L'effectif ne doit pas dépasser 650 hommes, y compris la section du génie qui nous a rejoint.
Le château est rapidement organisé ; au premier étage d'un couloir longe toute la façade regardant l'ennemi. Les fenêtres sont barricadées et les hommes répartis au créneau, les meilleurs tireurs sont installés dans les combles et des postes d'observation y sont placées. La ferme est organisée de la même façon, quant au parc le génie y creuse une tranchée qui prolonge le mur de la façade de droite.
Le champ de tir est très restreint en profondeur mais nos hommes, bien abrités, vont pendant trois jours faire de l'excellente besogne. L'ennemi tiraille faiblement, occupé surtout à ses travaux de retranchements mais un va-et-vient incessant d'Allemands donnera à nos tireurs l'occasion d'en abattre un grand nombre. Afin de ménager les munitions, chaque créneau se voit attribuer un secteur de terrain et ordre est donné de tirer qu'à coup sûr. La fusillade ne cessera pourtant pas et les documents et récits publiés par les Allemands insistent sur les fortes pertes par eux à cet endroit.
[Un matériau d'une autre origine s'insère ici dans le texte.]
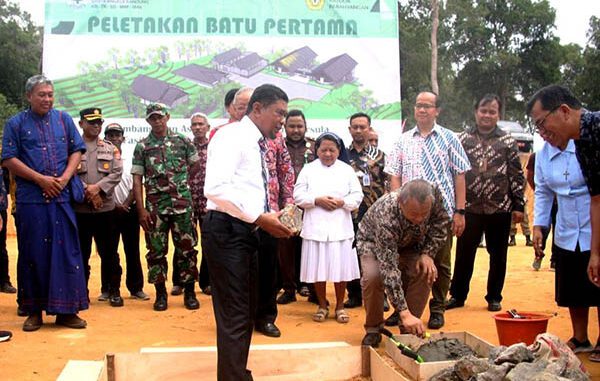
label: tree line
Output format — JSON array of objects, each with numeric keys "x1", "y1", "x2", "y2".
[
  {"x1": 398, "y1": 0, "x2": 600, "y2": 131},
  {"x1": 0, "y1": 0, "x2": 600, "y2": 131}
]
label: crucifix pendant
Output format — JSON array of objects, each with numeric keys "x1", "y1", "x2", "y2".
[{"x1": 479, "y1": 158, "x2": 487, "y2": 172}]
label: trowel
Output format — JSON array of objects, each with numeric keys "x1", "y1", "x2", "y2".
[{"x1": 380, "y1": 327, "x2": 425, "y2": 364}]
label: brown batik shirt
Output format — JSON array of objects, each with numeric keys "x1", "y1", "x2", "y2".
[
  {"x1": 459, "y1": 127, "x2": 525, "y2": 214},
  {"x1": 356, "y1": 187, "x2": 450, "y2": 311},
  {"x1": 285, "y1": 138, "x2": 316, "y2": 179},
  {"x1": 188, "y1": 137, "x2": 208, "y2": 218}
]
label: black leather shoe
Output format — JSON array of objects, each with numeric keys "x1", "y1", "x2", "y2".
[
  {"x1": 256, "y1": 323, "x2": 281, "y2": 337},
  {"x1": 183, "y1": 291, "x2": 200, "y2": 310},
  {"x1": 488, "y1": 302, "x2": 502, "y2": 312},
  {"x1": 384, "y1": 311, "x2": 400, "y2": 327},
  {"x1": 171, "y1": 285, "x2": 183, "y2": 296},
  {"x1": 108, "y1": 295, "x2": 125, "y2": 307},
  {"x1": 361, "y1": 332, "x2": 381, "y2": 348},
  {"x1": 298, "y1": 286, "x2": 310, "y2": 298},
  {"x1": 0, "y1": 282, "x2": 17, "y2": 294},
  {"x1": 446, "y1": 298, "x2": 465, "y2": 310},
  {"x1": 23, "y1": 312, "x2": 44, "y2": 332},
  {"x1": 277, "y1": 291, "x2": 296, "y2": 304},
  {"x1": 152, "y1": 293, "x2": 169, "y2": 311},
  {"x1": 54, "y1": 314, "x2": 87, "y2": 329},
  {"x1": 344, "y1": 297, "x2": 362, "y2": 308},
  {"x1": 427, "y1": 312, "x2": 445, "y2": 329},
  {"x1": 108, "y1": 290, "x2": 125, "y2": 307}
]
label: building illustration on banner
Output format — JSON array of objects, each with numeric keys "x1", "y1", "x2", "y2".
[{"x1": 56, "y1": 44, "x2": 368, "y2": 118}]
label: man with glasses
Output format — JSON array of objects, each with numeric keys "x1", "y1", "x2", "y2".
[
  {"x1": 2, "y1": 75, "x2": 89, "y2": 331},
  {"x1": 131, "y1": 103, "x2": 200, "y2": 311},
  {"x1": 73, "y1": 107, "x2": 123, "y2": 307},
  {"x1": 384, "y1": 92, "x2": 471, "y2": 329},
  {"x1": 344, "y1": 112, "x2": 389, "y2": 310},
  {"x1": 527, "y1": 85, "x2": 600, "y2": 287}
]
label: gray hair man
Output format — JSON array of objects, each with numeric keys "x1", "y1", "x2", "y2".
[{"x1": 356, "y1": 179, "x2": 450, "y2": 347}]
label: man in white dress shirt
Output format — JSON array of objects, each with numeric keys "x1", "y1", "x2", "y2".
[{"x1": 202, "y1": 85, "x2": 292, "y2": 380}]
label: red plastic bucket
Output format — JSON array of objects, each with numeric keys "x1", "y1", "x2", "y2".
[{"x1": 494, "y1": 311, "x2": 551, "y2": 346}]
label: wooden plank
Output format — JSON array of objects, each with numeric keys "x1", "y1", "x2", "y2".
[
  {"x1": 385, "y1": 331, "x2": 491, "y2": 381},
  {"x1": 56, "y1": 360, "x2": 104, "y2": 381},
  {"x1": 107, "y1": 345, "x2": 361, "y2": 381},
  {"x1": 368, "y1": 347, "x2": 410, "y2": 381}
]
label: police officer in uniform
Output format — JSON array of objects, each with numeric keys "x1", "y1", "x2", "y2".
[
  {"x1": 73, "y1": 107, "x2": 123, "y2": 307},
  {"x1": 131, "y1": 103, "x2": 200, "y2": 311}
]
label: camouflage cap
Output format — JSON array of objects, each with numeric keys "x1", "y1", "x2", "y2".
[
  {"x1": 79, "y1": 107, "x2": 102, "y2": 122},
  {"x1": 146, "y1": 103, "x2": 169, "y2": 119}
]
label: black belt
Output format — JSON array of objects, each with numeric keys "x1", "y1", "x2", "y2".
[{"x1": 206, "y1": 210, "x2": 259, "y2": 233}]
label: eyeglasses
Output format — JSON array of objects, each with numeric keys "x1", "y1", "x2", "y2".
[
  {"x1": 415, "y1": 103, "x2": 435, "y2": 110},
  {"x1": 535, "y1": 105, "x2": 560, "y2": 135}
]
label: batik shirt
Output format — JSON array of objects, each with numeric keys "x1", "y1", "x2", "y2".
[
  {"x1": 285, "y1": 138, "x2": 317, "y2": 179},
  {"x1": 575, "y1": 110, "x2": 600, "y2": 197},
  {"x1": 459, "y1": 127, "x2": 525, "y2": 214},
  {"x1": 131, "y1": 129, "x2": 198, "y2": 214},
  {"x1": 348, "y1": 144, "x2": 386, "y2": 223},
  {"x1": 188, "y1": 137, "x2": 208, "y2": 218},
  {"x1": 265, "y1": 132, "x2": 296, "y2": 212},
  {"x1": 2, "y1": 109, "x2": 85, "y2": 204},
  {"x1": 385, "y1": 124, "x2": 471, "y2": 216},
  {"x1": 356, "y1": 187, "x2": 450, "y2": 311}
]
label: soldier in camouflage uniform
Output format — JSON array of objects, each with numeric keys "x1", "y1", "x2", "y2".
[{"x1": 131, "y1": 103, "x2": 200, "y2": 311}]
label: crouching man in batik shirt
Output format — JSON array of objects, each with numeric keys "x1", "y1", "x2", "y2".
[{"x1": 357, "y1": 179, "x2": 450, "y2": 347}]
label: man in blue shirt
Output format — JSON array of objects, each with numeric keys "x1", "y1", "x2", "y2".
[
  {"x1": 2, "y1": 75, "x2": 88, "y2": 331},
  {"x1": 527, "y1": 85, "x2": 600, "y2": 287}
]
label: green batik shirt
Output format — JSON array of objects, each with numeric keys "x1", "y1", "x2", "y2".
[{"x1": 131, "y1": 129, "x2": 199, "y2": 214}]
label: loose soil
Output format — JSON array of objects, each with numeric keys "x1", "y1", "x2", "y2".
[
  {"x1": 417, "y1": 338, "x2": 477, "y2": 362},
  {"x1": 0, "y1": 215, "x2": 600, "y2": 381}
]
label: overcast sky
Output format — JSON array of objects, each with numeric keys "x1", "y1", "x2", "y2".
[{"x1": 13, "y1": 0, "x2": 600, "y2": 46}]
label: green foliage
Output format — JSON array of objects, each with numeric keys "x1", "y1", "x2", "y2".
[
  {"x1": 0, "y1": 94, "x2": 19, "y2": 141},
  {"x1": 573, "y1": 16, "x2": 600, "y2": 110},
  {"x1": 0, "y1": 0, "x2": 42, "y2": 105}
]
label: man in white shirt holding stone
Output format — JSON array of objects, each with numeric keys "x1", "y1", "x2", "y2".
[{"x1": 202, "y1": 85, "x2": 292, "y2": 380}]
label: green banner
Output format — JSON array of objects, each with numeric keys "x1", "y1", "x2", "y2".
[{"x1": 45, "y1": 0, "x2": 398, "y2": 38}]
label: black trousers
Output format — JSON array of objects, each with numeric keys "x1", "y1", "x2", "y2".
[
  {"x1": 256, "y1": 229, "x2": 279, "y2": 324},
  {"x1": 202, "y1": 211, "x2": 261, "y2": 381},
  {"x1": 75, "y1": 210, "x2": 123, "y2": 292},
  {"x1": 198, "y1": 216, "x2": 210, "y2": 289},
  {"x1": 101, "y1": 204, "x2": 144, "y2": 294},
  {"x1": 277, "y1": 236, "x2": 306, "y2": 294},
  {"x1": 450, "y1": 213, "x2": 511, "y2": 302},
  {"x1": 0, "y1": 210, "x2": 10, "y2": 285}
]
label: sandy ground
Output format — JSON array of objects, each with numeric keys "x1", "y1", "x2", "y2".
[{"x1": 0, "y1": 222, "x2": 600, "y2": 381}]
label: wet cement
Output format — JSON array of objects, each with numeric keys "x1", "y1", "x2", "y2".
[{"x1": 417, "y1": 338, "x2": 477, "y2": 362}]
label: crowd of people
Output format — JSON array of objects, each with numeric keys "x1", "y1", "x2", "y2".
[{"x1": 0, "y1": 75, "x2": 600, "y2": 380}]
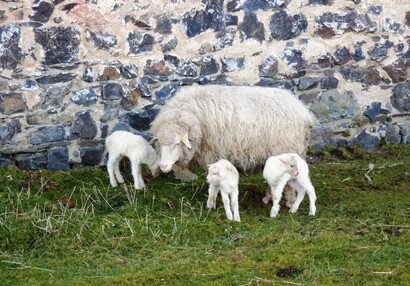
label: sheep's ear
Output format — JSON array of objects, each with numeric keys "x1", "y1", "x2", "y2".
[
  {"x1": 181, "y1": 134, "x2": 192, "y2": 149},
  {"x1": 148, "y1": 137, "x2": 158, "y2": 145}
]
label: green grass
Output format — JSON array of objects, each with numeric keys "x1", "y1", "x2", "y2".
[{"x1": 0, "y1": 144, "x2": 410, "y2": 285}]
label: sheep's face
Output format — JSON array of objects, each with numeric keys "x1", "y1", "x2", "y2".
[
  {"x1": 159, "y1": 135, "x2": 192, "y2": 173},
  {"x1": 206, "y1": 165, "x2": 224, "y2": 184}
]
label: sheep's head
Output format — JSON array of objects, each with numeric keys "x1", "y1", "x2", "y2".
[{"x1": 280, "y1": 155, "x2": 299, "y2": 177}]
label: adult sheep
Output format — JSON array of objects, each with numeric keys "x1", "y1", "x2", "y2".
[{"x1": 151, "y1": 85, "x2": 314, "y2": 180}]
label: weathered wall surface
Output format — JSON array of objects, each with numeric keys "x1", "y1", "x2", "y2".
[{"x1": 0, "y1": 0, "x2": 410, "y2": 170}]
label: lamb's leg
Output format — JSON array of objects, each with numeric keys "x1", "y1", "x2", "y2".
[
  {"x1": 206, "y1": 184, "x2": 218, "y2": 209},
  {"x1": 221, "y1": 191, "x2": 232, "y2": 220},
  {"x1": 131, "y1": 161, "x2": 145, "y2": 190},
  {"x1": 230, "y1": 189, "x2": 241, "y2": 221},
  {"x1": 172, "y1": 164, "x2": 198, "y2": 182},
  {"x1": 270, "y1": 177, "x2": 288, "y2": 218},
  {"x1": 107, "y1": 154, "x2": 117, "y2": 188}
]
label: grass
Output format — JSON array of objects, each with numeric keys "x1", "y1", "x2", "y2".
[{"x1": 0, "y1": 144, "x2": 410, "y2": 285}]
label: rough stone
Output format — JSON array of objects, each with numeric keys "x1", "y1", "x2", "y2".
[
  {"x1": 182, "y1": 0, "x2": 225, "y2": 38},
  {"x1": 0, "y1": 24, "x2": 23, "y2": 72},
  {"x1": 47, "y1": 147, "x2": 70, "y2": 171},
  {"x1": 238, "y1": 12, "x2": 265, "y2": 43},
  {"x1": 347, "y1": 129, "x2": 380, "y2": 152},
  {"x1": 127, "y1": 32, "x2": 155, "y2": 55},
  {"x1": 0, "y1": 92, "x2": 26, "y2": 115},
  {"x1": 28, "y1": 1, "x2": 54, "y2": 23},
  {"x1": 90, "y1": 32, "x2": 117, "y2": 50},
  {"x1": 28, "y1": 125, "x2": 67, "y2": 144},
  {"x1": 101, "y1": 83, "x2": 124, "y2": 100},
  {"x1": 71, "y1": 87, "x2": 97, "y2": 106},
  {"x1": 34, "y1": 26, "x2": 81, "y2": 65},
  {"x1": 221, "y1": 56, "x2": 245, "y2": 72},
  {"x1": 310, "y1": 89, "x2": 361, "y2": 122},
  {"x1": 390, "y1": 80, "x2": 410, "y2": 112},
  {"x1": 70, "y1": 110, "x2": 98, "y2": 140},
  {"x1": 14, "y1": 153, "x2": 47, "y2": 170},
  {"x1": 269, "y1": 11, "x2": 308, "y2": 41},
  {"x1": 315, "y1": 12, "x2": 377, "y2": 39},
  {"x1": 320, "y1": 76, "x2": 339, "y2": 89},
  {"x1": 80, "y1": 146, "x2": 104, "y2": 166},
  {"x1": 280, "y1": 49, "x2": 307, "y2": 70}
]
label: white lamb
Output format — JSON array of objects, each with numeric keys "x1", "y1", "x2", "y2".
[
  {"x1": 105, "y1": 131, "x2": 159, "y2": 190},
  {"x1": 206, "y1": 159, "x2": 241, "y2": 221},
  {"x1": 263, "y1": 153, "x2": 316, "y2": 218}
]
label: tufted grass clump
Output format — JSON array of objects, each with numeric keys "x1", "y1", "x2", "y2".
[{"x1": 0, "y1": 144, "x2": 410, "y2": 285}]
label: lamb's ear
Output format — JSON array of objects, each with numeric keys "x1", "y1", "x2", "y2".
[
  {"x1": 181, "y1": 134, "x2": 192, "y2": 149},
  {"x1": 148, "y1": 137, "x2": 158, "y2": 145}
]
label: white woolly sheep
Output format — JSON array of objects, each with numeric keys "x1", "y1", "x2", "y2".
[
  {"x1": 263, "y1": 153, "x2": 316, "y2": 218},
  {"x1": 206, "y1": 159, "x2": 241, "y2": 221},
  {"x1": 105, "y1": 131, "x2": 159, "y2": 190},
  {"x1": 151, "y1": 85, "x2": 315, "y2": 205}
]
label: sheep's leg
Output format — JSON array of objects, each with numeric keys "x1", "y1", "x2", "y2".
[
  {"x1": 221, "y1": 192, "x2": 232, "y2": 220},
  {"x1": 131, "y1": 161, "x2": 145, "y2": 190},
  {"x1": 270, "y1": 176, "x2": 288, "y2": 218},
  {"x1": 230, "y1": 189, "x2": 241, "y2": 221},
  {"x1": 206, "y1": 184, "x2": 218, "y2": 209},
  {"x1": 107, "y1": 154, "x2": 117, "y2": 188}
]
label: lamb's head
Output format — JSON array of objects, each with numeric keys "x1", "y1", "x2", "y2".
[
  {"x1": 151, "y1": 124, "x2": 192, "y2": 173},
  {"x1": 279, "y1": 154, "x2": 299, "y2": 177},
  {"x1": 206, "y1": 163, "x2": 225, "y2": 184}
]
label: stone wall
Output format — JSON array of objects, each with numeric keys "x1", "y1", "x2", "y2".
[{"x1": 0, "y1": 0, "x2": 410, "y2": 170}]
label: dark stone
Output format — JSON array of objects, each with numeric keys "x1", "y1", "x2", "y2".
[
  {"x1": 332, "y1": 46, "x2": 351, "y2": 65},
  {"x1": 82, "y1": 67, "x2": 94, "y2": 82},
  {"x1": 225, "y1": 14, "x2": 238, "y2": 26},
  {"x1": 120, "y1": 63, "x2": 138, "y2": 79},
  {"x1": 34, "y1": 26, "x2": 81, "y2": 65},
  {"x1": 90, "y1": 32, "x2": 117, "y2": 50},
  {"x1": 390, "y1": 80, "x2": 410, "y2": 112},
  {"x1": 101, "y1": 83, "x2": 124, "y2": 100},
  {"x1": 315, "y1": 12, "x2": 377, "y2": 39},
  {"x1": 155, "y1": 83, "x2": 179, "y2": 104},
  {"x1": 127, "y1": 108, "x2": 159, "y2": 131},
  {"x1": 280, "y1": 49, "x2": 307, "y2": 70},
  {"x1": 320, "y1": 76, "x2": 339, "y2": 89},
  {"x1": 127, "y1": 32, "x2": 154, "y2": 55},
  {"x1": 368, "y1": 6, "x2": 383, "y2": 15},
  {"x1": 182, "y1": 0, "x2": 225, "y2": 38},
  {"x1": 221, "y1": 56, "x2": 245, "y2": 72},
  {"x1": 28, "y1": 125, "x2": 67, "y2": 144},
  {"x1": 28, "y1": 1, "x2": 54, "y2": 23},
  {"x1": 352, "y1": 47, "x2": 366, "y2": 62},
  {"x1": 0, "y1": 24, "x2": 23, "y2": 71},
  {"x1": 363, "y1": 101, "x2": 382, "y2": 120},
  {"x1": 176, "y1": 60, "x2": 198, "y2": 77},
  {"x1": 80, "y1": 146, "x2": 104, "y2": 166},
  {"x1": 144, "y1": 60, "x2": 174, "y2": 76},
  {"x1": 242, "y1": 0, "x2": 291, "y2": 12},
  {"x1": 36, "y1": 72, "x2": 77, "y2": 85},
  {"x1": 14, "y1": 153, "x2": 47, "y2": 170},
  {"x1": 226, "y1": 0, "x2": 242, "y2": 12},
  {"x1": 238, "y1": 12, "x2": 265, "y2": 43},
  {"x1": 0, "y1": 92, "x2": 26, "y2": 115},
  {"x1": 70, "y1": 110, "x2": 98, "y2": 140},
  {"x1": 160, "y1": 38, "x2": 178, "y2": 53},
  {"x1": 310, "y1": 89, "x2": 361, "y2": 122},
  {"x1": 47, "y1": 147, "x2": 70, "y2": 171},
  {"x1": 269, "y1": 11, "x2": 308, "y2": 41},
  {"x1": 214, "y1": 28, "x2": 236, "y2": 51},
  {"x1": 297, "y1": 77, "x2": 322, "y2": 90},
  {"x1": 347, "y1": 129, "x2": 380, "y2": 152},
  {"x1": 383, "y1": 59, "x2": 410, "y2": 83},
  {"x1": 71, "y1": 87, "x2": 97, "y2": 106}
]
Toutes ces mesures prises, le commandant Navel se préoccupe de l'alimentation des hommes qui n'ont pas mangé depuis deux jours ; le génie essaie de réparer le moteur du puit, mais il renonce et installe un manège ; nous avons de l'eau pour le moment. On achète des moutons au fermier qui essaie de faire du pain. Tout va bien mais dans l'après-midi la décomposition du bétail tué par le bombardement et encombrant la cour de la ferme devient gênante ; le génie quoiqu'exténué essaie d'enterrer quelques cadavres, mais il y en a trop.
La nuit arrive et toutes les mesures de sécurité sont prises très rigoureusement en raison de la proximité immédiate de l'ennemi ; nos hommes quoique très fatigué montrent une grande vigilance. Le commandant Navel envoie une corvée chercher des vivres, mais les hommes reviennent n'ayant pu trouver leur chemin ; un nouveau détachement sous les ordres du sous-lieutenant Munier réussit à rapporter du pain et quelques vivres."